Additive model hit the maximum treedepth, what could be wrong

I am trying to run some additive models using brms.

Some context:
I am trying to model some infant pupillometry data (for info you can even see my previous post: Additive model with random smooth for participant). I have run all my models with MGCV with success and now I am trying to move to brms.

I successfully run my main model that tests for

  • Interaction between Event (variable of interest; factorial with 2 levels) and Trial number
  • Smooth term on time (ms) for each Event (factorial with 2 levels)
  • Random smooth for each Subject
  • Random intercept for each subject (additional random intercept)

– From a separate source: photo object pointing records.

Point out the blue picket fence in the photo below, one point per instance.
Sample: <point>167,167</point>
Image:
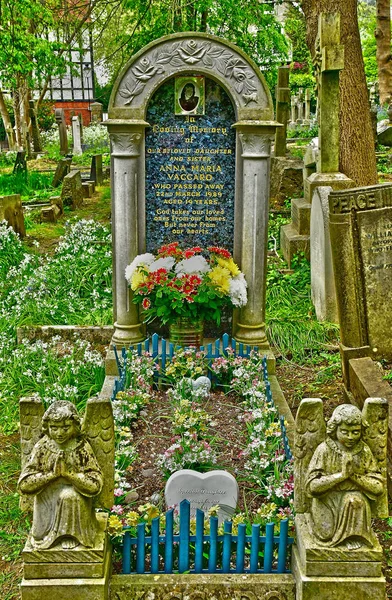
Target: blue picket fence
<point>184,552</point>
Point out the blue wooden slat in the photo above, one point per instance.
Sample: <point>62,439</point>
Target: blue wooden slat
<point>169,541</point>
<point>199,541</point>
<point>183,556</point>
<point>227,527</point>
<point>254,551</point>
<point>127,554</point>
<point>155,545</point>
<point>240,548</point>
<point>141,548</point>
<point>212,560</point>
<point>155,345</point>
<point>269,547</point>
<point>283,544</point>
<point>225,343</point>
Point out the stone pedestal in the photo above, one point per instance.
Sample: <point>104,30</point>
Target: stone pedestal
<point>78,574</point>
<point>335,573</point>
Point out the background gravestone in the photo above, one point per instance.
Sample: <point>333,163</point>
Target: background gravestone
<point>190,166</point>
<point>361,238</point>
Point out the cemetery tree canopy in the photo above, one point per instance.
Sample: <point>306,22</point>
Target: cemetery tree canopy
<point>357,156</point>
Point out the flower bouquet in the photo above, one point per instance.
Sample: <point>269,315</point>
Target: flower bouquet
<point>192,284</point>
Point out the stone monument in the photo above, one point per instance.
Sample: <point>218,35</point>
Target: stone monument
<point>203,490</point>
<point>68,468</point>
<point>197,58</point>
<point>60,120</point>
<point>329,61</point>
<point>361,236</point>
<point>76,136</point>
<point>340,483</point>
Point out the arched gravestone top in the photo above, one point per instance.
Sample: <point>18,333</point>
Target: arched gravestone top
<point>188,54</point>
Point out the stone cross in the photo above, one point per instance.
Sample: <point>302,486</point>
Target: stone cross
<point>330,59</point>
<point>282,110</point>
<point>60,119</point>
<point>37,143</point>
<point>76,135</point>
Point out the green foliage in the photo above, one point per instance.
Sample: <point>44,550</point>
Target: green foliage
<point>291,323</point>
<point>45,115</point>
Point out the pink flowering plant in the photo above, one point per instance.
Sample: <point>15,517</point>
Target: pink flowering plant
<point>194,283</point>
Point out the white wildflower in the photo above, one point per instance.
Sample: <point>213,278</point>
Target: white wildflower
<point>193,266</point>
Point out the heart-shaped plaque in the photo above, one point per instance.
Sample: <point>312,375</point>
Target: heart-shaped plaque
<point>203,490</point>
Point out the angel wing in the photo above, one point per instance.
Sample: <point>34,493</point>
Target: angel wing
<point>98,427</point>
<point>375,435</point>
<point>310,431</point>
<point>31,411</point>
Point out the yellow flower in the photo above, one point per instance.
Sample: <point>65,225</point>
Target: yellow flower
<point>115,525</point>
<point>138,278</point>
<point>220,277</point>
<point>229,264</point>
<point>132,518</point>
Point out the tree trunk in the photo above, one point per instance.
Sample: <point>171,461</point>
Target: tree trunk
<point>383,50</point>
<point>357,157</point>
<point>7,123</point>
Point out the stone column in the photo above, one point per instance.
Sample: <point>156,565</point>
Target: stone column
<point>282,110</point>
<point>76,136</point>
<point>126,138</point>
<point>255,140</point>
<point>60,119</point>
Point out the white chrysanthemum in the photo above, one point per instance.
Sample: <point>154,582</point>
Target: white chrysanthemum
<point>162,263</point>
<point>237,290</point>
<point>193,266</point>
<point>141,259</point>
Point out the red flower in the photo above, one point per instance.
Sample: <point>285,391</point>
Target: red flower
<point>219,251</point>
<point>146,303</point>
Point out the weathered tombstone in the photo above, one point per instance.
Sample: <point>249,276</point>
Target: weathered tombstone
<point>361,236</point>
<point>96,112</point>
<point>96,172</point>
<point>282,110</point>
<point>203,490</point>
<point>60,120</point>
<point>20,165</point>
<point>62,169</point>
<point>229,69</point>
<point>321,268</point>
<point>76,136</point>
<point>384,130</point>
<point>72,190</point>
<point>37,143</point>
<point>67,554</point>
<point>336,546</point>
<point>11,210</point>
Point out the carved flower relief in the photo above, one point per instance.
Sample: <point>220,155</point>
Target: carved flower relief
<point>125,143</point>
<point>191,52</point>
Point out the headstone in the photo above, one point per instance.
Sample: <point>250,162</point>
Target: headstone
<point>72,190</point>
<point>60,120</point>
<point>192,187</point>
<point>190,164</point>
<point>62,169</point>
<point>361,236</point>
<point>282,110</point>
<point>37,143</point>
<point>96,172</point>
<point>321,269</point>
<point>76,136</point>
<point>11,210</point>
<point>203,490</point>
<point>20,165</point>
<point>96,112</point>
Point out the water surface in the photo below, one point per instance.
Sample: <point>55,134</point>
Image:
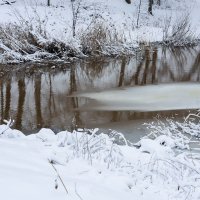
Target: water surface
<point>46,94</point>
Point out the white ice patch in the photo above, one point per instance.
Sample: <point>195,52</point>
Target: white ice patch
<point>147,98</point>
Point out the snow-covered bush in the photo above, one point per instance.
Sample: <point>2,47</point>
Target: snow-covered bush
<point>179,33</point>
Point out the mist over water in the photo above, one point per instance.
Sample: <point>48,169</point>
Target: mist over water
<point>54,98</point>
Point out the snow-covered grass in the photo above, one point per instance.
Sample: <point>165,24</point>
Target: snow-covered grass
<point>30,30</point>
<point>87,164</point>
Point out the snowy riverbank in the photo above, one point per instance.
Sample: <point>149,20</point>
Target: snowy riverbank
<point>91,166</point>
<point>31,31</point>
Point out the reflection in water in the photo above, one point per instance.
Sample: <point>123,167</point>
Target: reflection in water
<point>37,94</point>
<point>43,99</point>
<point>21,100</point>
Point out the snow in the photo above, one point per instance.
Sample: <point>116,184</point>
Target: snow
<point>119,19</point>
<point>79,165</point>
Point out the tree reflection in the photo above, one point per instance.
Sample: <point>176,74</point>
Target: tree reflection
<point>21,100</point>
<point>8,99</point>
<point>37,94</point>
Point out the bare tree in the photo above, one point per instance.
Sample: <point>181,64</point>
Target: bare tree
<point>75,6</point>
<point>150,7</point>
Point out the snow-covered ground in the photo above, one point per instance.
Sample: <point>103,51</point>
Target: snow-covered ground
<point>125,24</point>
<point>91,166</point>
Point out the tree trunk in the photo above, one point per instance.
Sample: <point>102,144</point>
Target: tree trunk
<point>150,7</point>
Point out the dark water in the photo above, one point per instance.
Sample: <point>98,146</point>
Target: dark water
<point>39,95</point>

It is very slow (2/3 days) but in works perfectly.

brm(mean_pupil ~ Events*Trials
          + s(Time,  by = Events, k=8)
          + s(Time, Subject, bs = 'fs', m=1)
          + (1|Subject),
          data =  db, family = student,
          chains = 4, cores= 4,
          backend = "cmdstanr", threads = threading(2),
          iter = 8000, warmup = 6000,
          control=list(adapt_delta=0.99, max_treedepth = 12))

The second model is very similar with some changes:

  • Interaction between Event (variable of interest; factorial with 2 levels) and Gen (factorial with 2 levels)
  • controlling for Trials (number)
  • Smooth term on time (ms) for each Event (factorial with 2 levels)
  • Smooth term on time (ms) for each Gen (factorial with 2 levels)
  • Random smooth for each Subject
  • Random intercept for each subject (additional random intercept)

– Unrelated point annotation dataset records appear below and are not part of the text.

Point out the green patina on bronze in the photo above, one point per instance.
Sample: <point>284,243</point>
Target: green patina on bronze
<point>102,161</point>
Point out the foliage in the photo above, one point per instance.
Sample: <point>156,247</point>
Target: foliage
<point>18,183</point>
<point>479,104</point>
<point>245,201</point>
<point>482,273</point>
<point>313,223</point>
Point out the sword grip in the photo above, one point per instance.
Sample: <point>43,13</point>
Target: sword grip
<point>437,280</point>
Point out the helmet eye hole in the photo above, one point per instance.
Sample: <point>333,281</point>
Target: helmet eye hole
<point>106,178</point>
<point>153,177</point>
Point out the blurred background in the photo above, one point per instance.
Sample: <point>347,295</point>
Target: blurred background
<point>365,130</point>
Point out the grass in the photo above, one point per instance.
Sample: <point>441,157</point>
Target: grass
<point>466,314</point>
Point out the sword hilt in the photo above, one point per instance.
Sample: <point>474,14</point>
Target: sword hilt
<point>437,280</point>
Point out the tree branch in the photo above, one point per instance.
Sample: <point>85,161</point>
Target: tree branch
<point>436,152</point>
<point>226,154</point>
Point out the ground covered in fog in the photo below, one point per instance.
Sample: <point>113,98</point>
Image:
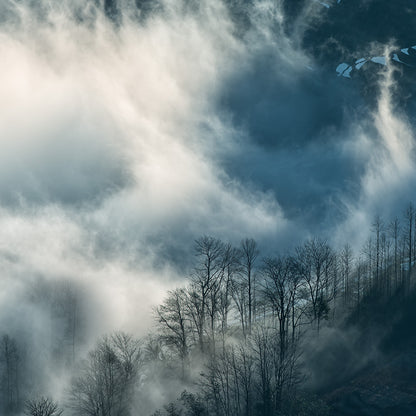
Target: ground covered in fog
<point>129,129</point>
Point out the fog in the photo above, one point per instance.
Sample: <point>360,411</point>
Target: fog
<point>123,140</point>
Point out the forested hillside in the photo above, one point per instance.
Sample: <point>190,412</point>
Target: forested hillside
<point>247,335</point>
<point>205,208</point>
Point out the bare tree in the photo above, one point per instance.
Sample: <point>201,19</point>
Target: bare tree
<point>249,255</point>
<point>206,282</point>
<point>175,324</point>
<point>316,260</point>
<point>9,376</point>
<point>42,407</point>
<point>105,386</point>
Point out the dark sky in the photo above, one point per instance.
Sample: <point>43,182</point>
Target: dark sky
<point>124,139</point>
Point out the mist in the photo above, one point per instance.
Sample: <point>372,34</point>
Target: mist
<point>130,129</point>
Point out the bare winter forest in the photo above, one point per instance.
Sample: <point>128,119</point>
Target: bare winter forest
<point>206,208</point>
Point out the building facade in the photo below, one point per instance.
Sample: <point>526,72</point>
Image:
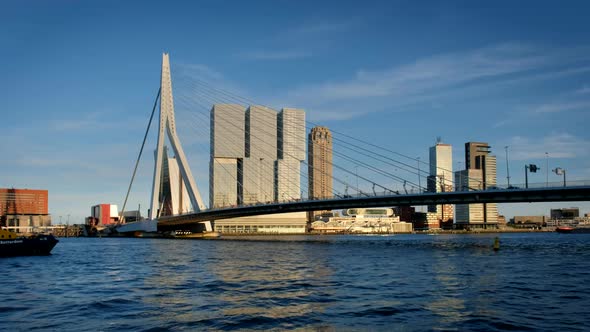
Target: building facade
<point>320,166</point>
<point>479,174</point>
<point>441,179</point>
<point>290,153</point>
<point>257,168</point>
<point>473,215</point>
<point>227,146</point>
<point>256,156</point>
<point>22,209</point>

The second model is slightly more complex and unfortunately, we have to rely on less data (13969 datapoints instead of 26108).
When I run my second model I incur in some problems. I am trying to figure out how to solve them but I am not sure what could be the cause and where to start really.

brm(mean_pupil ~ Events*Gen+Trials
	+ s(Time,  by = Events, k=4)
	+ s(Time,  by = Gen, k=4)
	+ s(Time, Subject, bs = 'fs', m=1) # Smooth random effect
	+ (1|Subject),                     # Random effect
	data =  df, family = student,
	chains = 4, cores= 4,
	backend = "cmdstanr", threads = threading(2),
	iter = 16000 , warmup = 1000,
	control=list(adapt_delta=0.99, max_treedepth = 12))

The output of the models is:

Warning: 16000 of 16000 (100.0%) transitions hit the maximum treedepth limit of 12.

and

Parts of the model have not converged (some Rhats are > 1.05). Be careful when analysing the results! We recommend running more iterations and/or setting stronger priors.

As you can see I have already increased the number of iterations and treedepth but I am not sure if my problem could be caused by any other thing. I could increase the treedepth but everything would be even slower so I was trying to understand if there is something wrong with the specification of my model before running such an “expensive” model again.

Would anyone have any idea/solution?
Thank you a lot!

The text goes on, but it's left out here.